3. ‘Bottom-up’ here is intended to evoke also the bottom-up process of ICANN itself, as we shall see in what follows. Although it does not equal grassroots participation and there is still limited civil society involvement in ICANN, we observe a slow increase in the participation of grassroots organisations from different backgrounds - as testified by the expanding organisational membership in the Noncommercial Users Constituency (NCUC) and in the number of advocates with grassroots activism or hacker backgrounds - a trend observed also in other internet governance venues (Milan, 2014a).
4. Illustrating the evolution and uses of the notion of ordering goes beyond the scope of this article. For an overview see Flyverbom (2011, 2016); Hoffmann, Katzenbach, & Gollatz (2016).
5. See lists.ncuc.org/cgi-bin/mailman/listinfo/ncuc-discuss. The e-mail list, which built on the pre-existing NCDNHC list later renamed, is the main venue for NCUC members to exchange views and strategise. Open to members only but publicly archived, members are subscribed by default upon joining NCUC. Ncuc-discuss archives include also e-mails from the period immediately before NCUC was formally established, including e-mails from ncdnhc-discuss for 2002-2003.
6. Both authors are active within the ICANN civil society sector. Milan represents noncommercial users in the Council of the Generic Names Supporting Organization (GNSO), thus contributing to policy development in the generic domains space; ten Oever is the chair of the Cross Community Working Party on ICANNs Corporate and Social Responsibility to Respect Human Rights (CCWP HR). As such he played a key role in advancing the human rights discourse.
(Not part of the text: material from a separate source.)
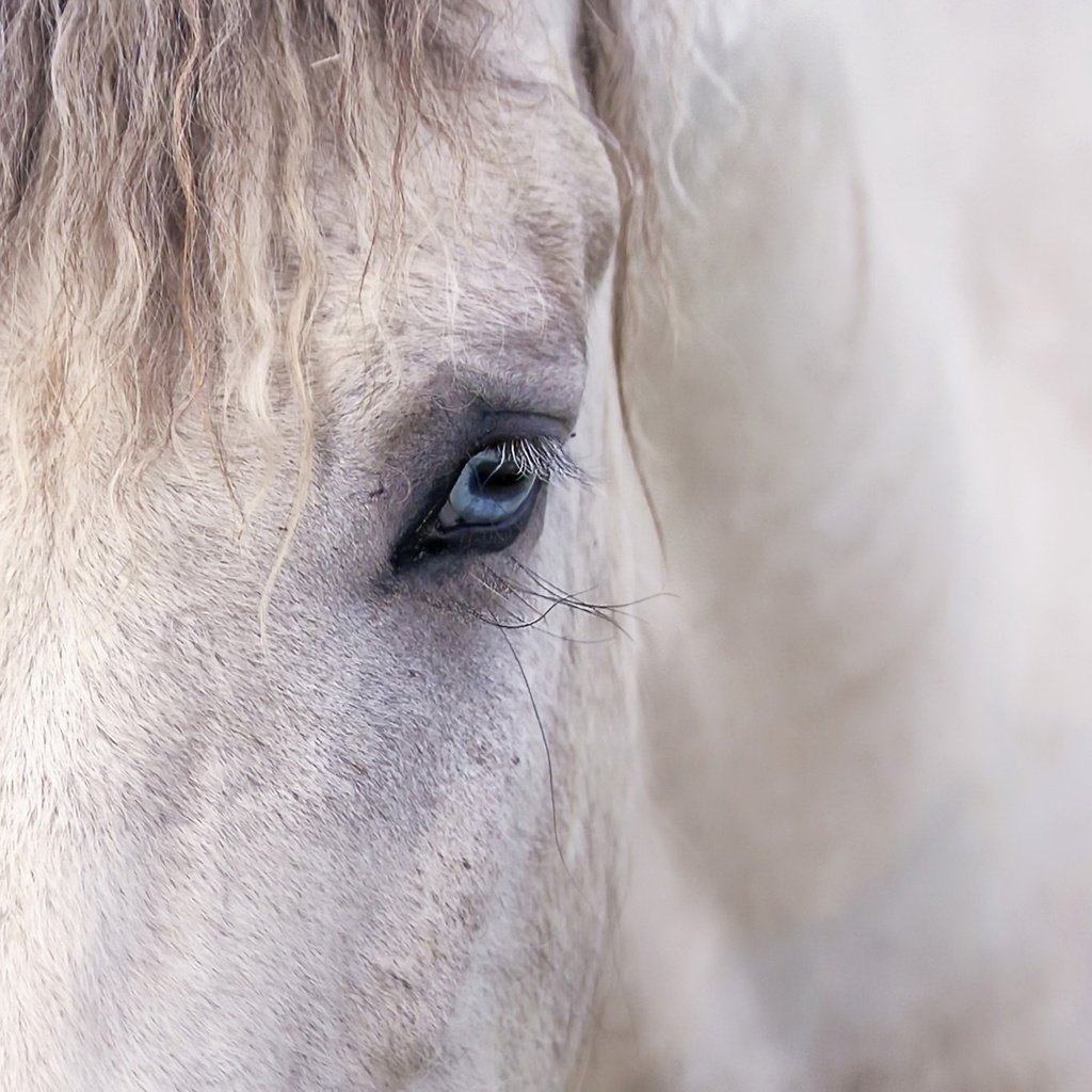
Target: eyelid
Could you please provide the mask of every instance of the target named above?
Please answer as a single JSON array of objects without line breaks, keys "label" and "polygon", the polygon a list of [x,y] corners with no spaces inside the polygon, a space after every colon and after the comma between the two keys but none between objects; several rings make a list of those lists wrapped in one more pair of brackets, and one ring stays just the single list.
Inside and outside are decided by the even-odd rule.
[{"label": "eyelid", "polygon": [[[525,417],[523,419],[524,422],[526,420]],[[557,423],[555,422],[554,424],[556,425]],[[473,450],[468,451],[462,458],[460,464],[453,468],[453,472],[450,472],[443,478],[442,483],[438,484],[430,491],[430,501],[423,508],[422,514],[411,522],[411,530],[400,538],[395,546],[392,555],[395,568],[403,568],[408,563],[428,557],[430,554],[442,555],[446,551],[442,542],[448,538],[448,534],[446,533],[442,536],[436,534],[437,521],[448,501],[451,489],[454,487],[466,463],[483,451],[499,449],[505,458],[511,459],[517,465],[525,466],[525,473],[533,476],[542,486],[558,479],[575,480],[578,483],[586,482],[587,478],[583,471],[581,471],[571,455],[565,450],[565,440],[557,435],[558,431],[560,429],[555,429],[554,435],[544,432],[532,434],[529,431],[522,436],[494,434],[492,436],[482,438]],[[511,532],[511,527],[507,530],[488,527],[475,530],[470,527],[460,532],[458,538],[459,549],[455,551],[473,553],[475,538],[480,542],[480,549],[483,550],[506,548],[508,545],[514,543],[537,509],[542,492],[542,488],[535,490],[534,500],[529,508],[527,515],[518,525],[518,530],[510,541],[505,542],[501,546],[495,545],[499,541],[498,535],[500,538],[505,537],[506,534]],[[515,525],[513,524],[513,526]],[[453,537],[452,542],[455,542]],[[490,543],[494,545],[490,546]]]}]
7. ‘Civil society’ indicates the realm of human activity outside the remit of the state and the market (see Cardoso, 2004).
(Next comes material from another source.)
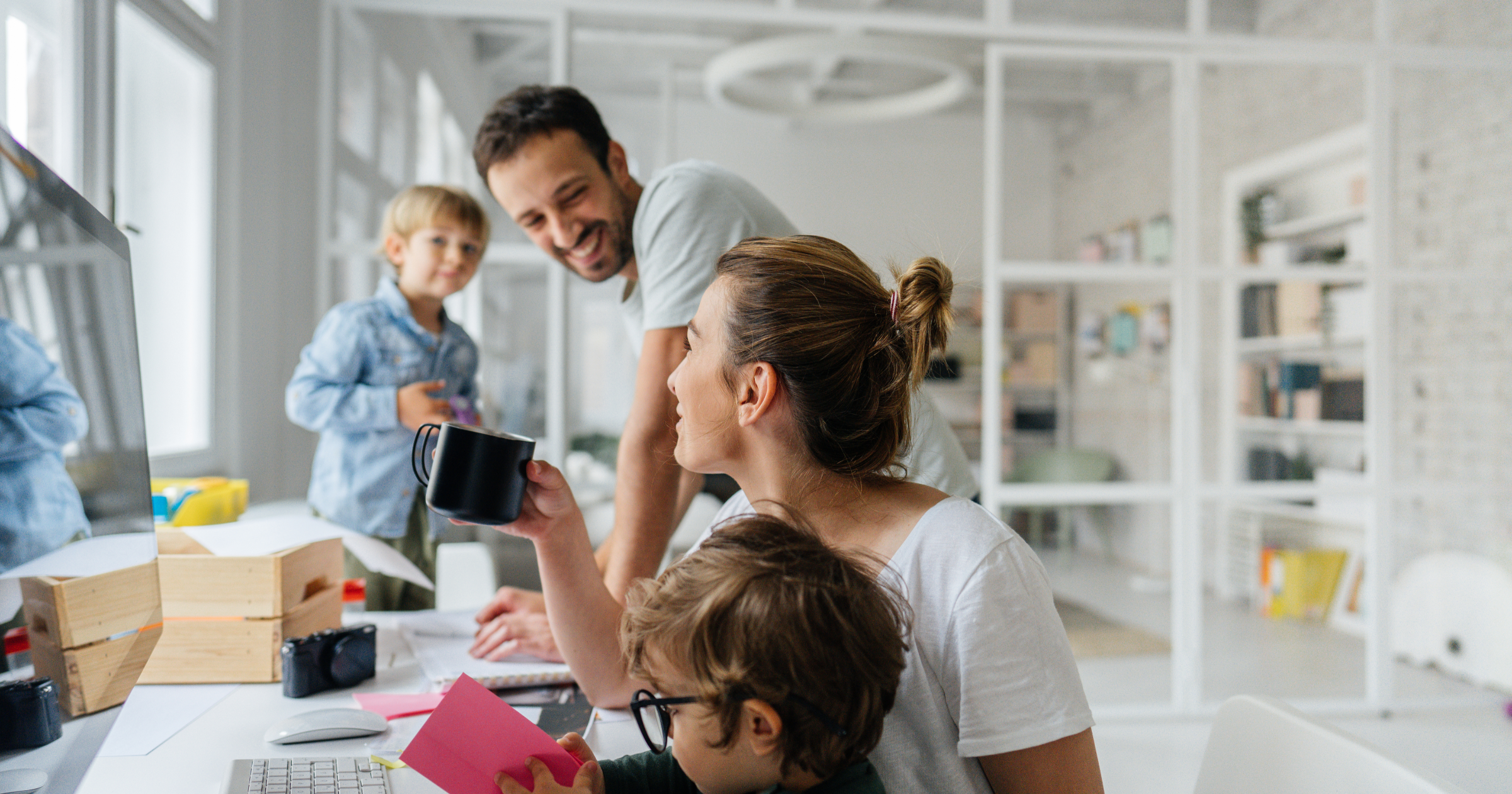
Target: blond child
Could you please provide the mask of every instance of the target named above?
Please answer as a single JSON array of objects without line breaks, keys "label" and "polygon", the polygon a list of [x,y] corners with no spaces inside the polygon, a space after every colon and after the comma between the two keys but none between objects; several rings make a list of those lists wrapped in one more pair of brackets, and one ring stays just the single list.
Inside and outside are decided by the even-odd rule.
[{"label": "blond child", "polygon": [[[488,216],[466,191],[399,192],[383,221],[393,277],[325,315],[284,390],[289,420],[321,434],[310,507],[399,549],[428,576],[445,522],[425,507],[410,445],[420,425],[451,420],[454,404],[472,407],[478,348],[442,301],[467,286],[487,245]],[[369,609],[434,605],[431,591],[369,572],[351,554],[346,576],[367,579]]]},{"label": "blond child", "polygon": [[532,759],[535,794],[880,794],[866,755],[898,691],[909,619],[878,567],[748,516],[640,579],[620,641],[650,687],[631,709],[652,750],[596,762],[569,734],[562,747],[585,761],[573,788]]}]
8. These collective visions have also been approached as, e.g., discourses (Padovani, Musiani, & Pavan, 2010), frames (Pavan, 2012), and narratives (McCharty, 2011).
9. Together with the Not-for-Profit Operational Concerns Constituency (NPOC), NCUC constitutes the Non Commercial Stakeholder Group (NCSG). NCSG elects the six GNSO councilors representing civil society. A third entity, the At-Large Advisory Committee (ALAC), represents users’ interests. NPOC and ALAC are not considered here for they have not been particularly vocal in the human rights debate.
10. CCWPs are ad hoc, informal single-issue groups with no official policy development or advisory power.
11. Section 27.2 sets some procedural limitations for the human rights bylaw, including their coming into force pending the development of a framework of interpretation.
12. NCUC recent membership includes digital rights organisations like the Electronic Frontier Foundation and Access Now, freedom of expression organisations like Article 19 and Free Press, but also the American Civil Liberties Union, the Centre for Internet and Society (Bangalore, India), and the Washington-based Center for Democracy & Technology. A close reading of organisational membership over time would nicely complement our automated analysis of mailing list traffic, but it is outside the scope of this article.
13. By focusing on one constituency-based mailing list, this study fails to capture the contentious process of negotiation across constituencies, and this represents the main limitation of this approach. However, by concentrating on that main civil society avenue within ICANN that also happens to drive the bottom-up design efforts described here, the article offers a snapshot into the behind-the-scenes of the ongoing process of discursive change that has human rights at its core.